SNEHA’s approach is two-pronged: we work with vulnerable communities, to improve health-seeking behaviour and awareness of health services, as well as with public health systems and health-care providers, to improve service delivery through training, capacity building and protocol design. 

We follow an integrated life-cycle approach to break the inter-generational cycle of poor health by investing heavily during the first 1,000 days of life (from conception to the child’s second birthday) to improve child health and nutrition outcomes. 

 We create evidence-based models of urban health working directly in and around Mumbai and scale these models in partnerships with other NGOs and Governmental bodies in other geographies. Our electronic data collection and data-driven approach facilitates feedback into programme implementation.

Since 2016, we have been working alongside the National Health Mission, to form women’s groups in slum communities in 95 urban locations across Maharashtra. Global evidence has endorsed women’s groups as an effective mechanism for the community to partner public health systems, to build community ownership, engage in decentralised planning with the urban local body (ULB), to monitor its delivery on healthcare, and to generate a movement for transformation in health outcomes. 

YS: What has been the impact so far?

VD: We have assisted 37,000 women in pregnancy and high-risk deliveries.

● We have prevented and treated malnutrition in 25,000 children less 5 years of age.

● We have addressed cases of domestic violence through counselling, legal aid among 8214 women.

● We have worked with 13,000 adolescents and youth (11-24 years) on fostering positive attitudes towards sexuality, gender-equity and preventive and promotive education on physical and mental health.

● We have trained 6,000 government health workers and police.

● We have formed 5,155 women’s groups and work with an estimated number of 760,000 people.

 YS: What initiatives are in the pipeline?

VD: We will continue to work on urban health of the most vulnerable women and children. Our focus will be:

a) To build evidence-based models to address emerging public health issues like: stunting in children; mental health at the intersection of gender-based violence; addressing adolescent health issues like anaemia, mental health and developing gender equitable mindsets in youth; family health model etc.

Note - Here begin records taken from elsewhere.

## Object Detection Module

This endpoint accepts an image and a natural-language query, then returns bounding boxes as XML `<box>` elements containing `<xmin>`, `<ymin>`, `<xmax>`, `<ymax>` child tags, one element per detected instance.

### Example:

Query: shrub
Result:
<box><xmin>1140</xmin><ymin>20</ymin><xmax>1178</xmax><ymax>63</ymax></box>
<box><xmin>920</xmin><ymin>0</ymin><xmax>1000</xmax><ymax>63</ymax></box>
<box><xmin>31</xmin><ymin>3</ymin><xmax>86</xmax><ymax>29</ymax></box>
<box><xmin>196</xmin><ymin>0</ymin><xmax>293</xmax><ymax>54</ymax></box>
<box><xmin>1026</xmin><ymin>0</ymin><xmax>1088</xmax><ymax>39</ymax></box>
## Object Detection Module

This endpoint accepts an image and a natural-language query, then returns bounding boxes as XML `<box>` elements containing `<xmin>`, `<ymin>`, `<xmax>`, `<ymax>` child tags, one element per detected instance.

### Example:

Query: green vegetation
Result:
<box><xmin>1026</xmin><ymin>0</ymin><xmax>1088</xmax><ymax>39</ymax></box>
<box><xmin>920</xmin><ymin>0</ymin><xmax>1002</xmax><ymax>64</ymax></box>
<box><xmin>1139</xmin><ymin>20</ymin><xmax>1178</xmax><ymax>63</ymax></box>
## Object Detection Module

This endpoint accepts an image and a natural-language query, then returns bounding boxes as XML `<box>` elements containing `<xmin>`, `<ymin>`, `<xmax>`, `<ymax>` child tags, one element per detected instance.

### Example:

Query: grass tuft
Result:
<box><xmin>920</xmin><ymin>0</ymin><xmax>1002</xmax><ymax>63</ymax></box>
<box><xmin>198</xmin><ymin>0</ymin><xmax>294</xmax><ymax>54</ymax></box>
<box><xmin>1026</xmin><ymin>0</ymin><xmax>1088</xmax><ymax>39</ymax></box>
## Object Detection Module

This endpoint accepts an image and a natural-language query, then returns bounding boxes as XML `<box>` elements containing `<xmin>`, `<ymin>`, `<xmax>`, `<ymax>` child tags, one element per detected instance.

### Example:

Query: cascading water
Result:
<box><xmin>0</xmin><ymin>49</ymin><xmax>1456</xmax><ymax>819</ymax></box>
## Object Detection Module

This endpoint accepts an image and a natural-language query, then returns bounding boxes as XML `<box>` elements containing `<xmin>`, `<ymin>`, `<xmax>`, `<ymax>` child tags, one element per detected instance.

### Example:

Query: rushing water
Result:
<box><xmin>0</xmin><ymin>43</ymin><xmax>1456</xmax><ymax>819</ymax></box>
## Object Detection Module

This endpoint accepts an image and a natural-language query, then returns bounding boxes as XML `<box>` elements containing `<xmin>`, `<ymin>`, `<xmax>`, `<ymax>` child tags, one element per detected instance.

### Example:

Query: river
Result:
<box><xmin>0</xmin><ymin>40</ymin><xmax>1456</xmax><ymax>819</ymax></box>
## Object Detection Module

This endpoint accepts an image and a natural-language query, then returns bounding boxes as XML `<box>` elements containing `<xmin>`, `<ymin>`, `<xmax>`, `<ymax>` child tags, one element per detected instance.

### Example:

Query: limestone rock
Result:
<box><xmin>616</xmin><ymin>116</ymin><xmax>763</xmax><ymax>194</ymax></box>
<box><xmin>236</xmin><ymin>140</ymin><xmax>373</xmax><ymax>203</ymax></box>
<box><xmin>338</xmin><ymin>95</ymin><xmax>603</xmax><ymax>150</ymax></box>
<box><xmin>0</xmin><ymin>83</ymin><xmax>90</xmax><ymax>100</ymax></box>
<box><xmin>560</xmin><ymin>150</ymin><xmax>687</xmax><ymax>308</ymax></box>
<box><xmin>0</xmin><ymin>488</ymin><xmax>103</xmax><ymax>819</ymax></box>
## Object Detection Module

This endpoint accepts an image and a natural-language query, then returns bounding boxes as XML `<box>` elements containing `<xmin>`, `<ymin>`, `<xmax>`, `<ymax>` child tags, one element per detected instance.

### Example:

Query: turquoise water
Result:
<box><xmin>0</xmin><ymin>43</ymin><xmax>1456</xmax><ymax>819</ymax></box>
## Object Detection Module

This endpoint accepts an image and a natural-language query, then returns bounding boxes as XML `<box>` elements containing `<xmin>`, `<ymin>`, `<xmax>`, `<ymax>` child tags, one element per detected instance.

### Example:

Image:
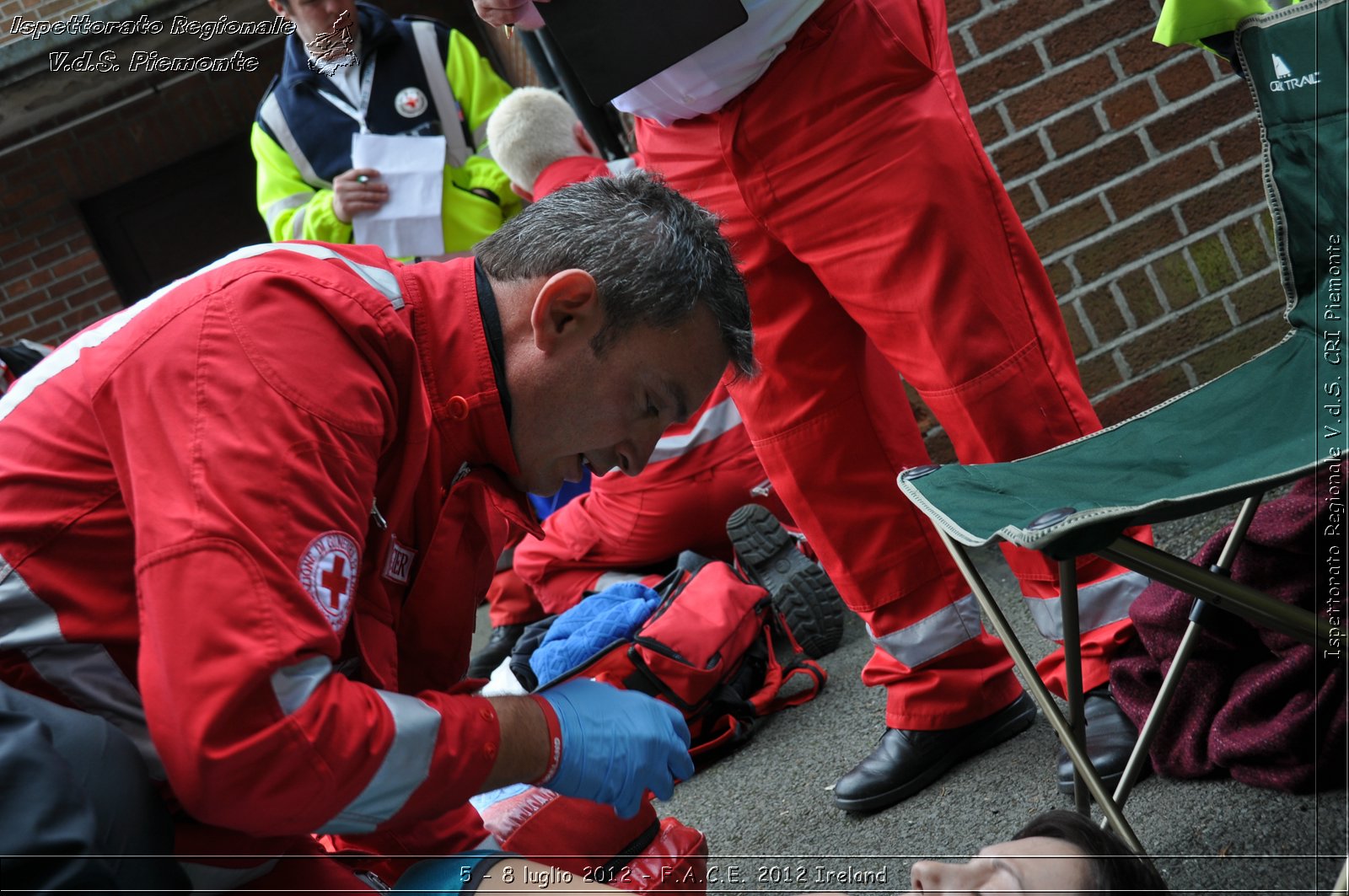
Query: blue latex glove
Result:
<box><xmin>538</xmin><ymin>679</ymin><xmax>693</xmax><ymax>818</ymax></box>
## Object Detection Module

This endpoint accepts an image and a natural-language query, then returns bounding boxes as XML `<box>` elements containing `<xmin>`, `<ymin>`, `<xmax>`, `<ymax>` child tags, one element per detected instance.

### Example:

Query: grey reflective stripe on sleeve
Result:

b) To scale our evidence-based models in partnership with state/central governments and other NGOs.

 Our goal is to improve the quality of urban public healthcare so that the most vulnerable women and children can easily avail of quality health services. We also seek to educate, inform, and empower women to take care of their own health and that of their family so they can all reach full potential and contribute to society.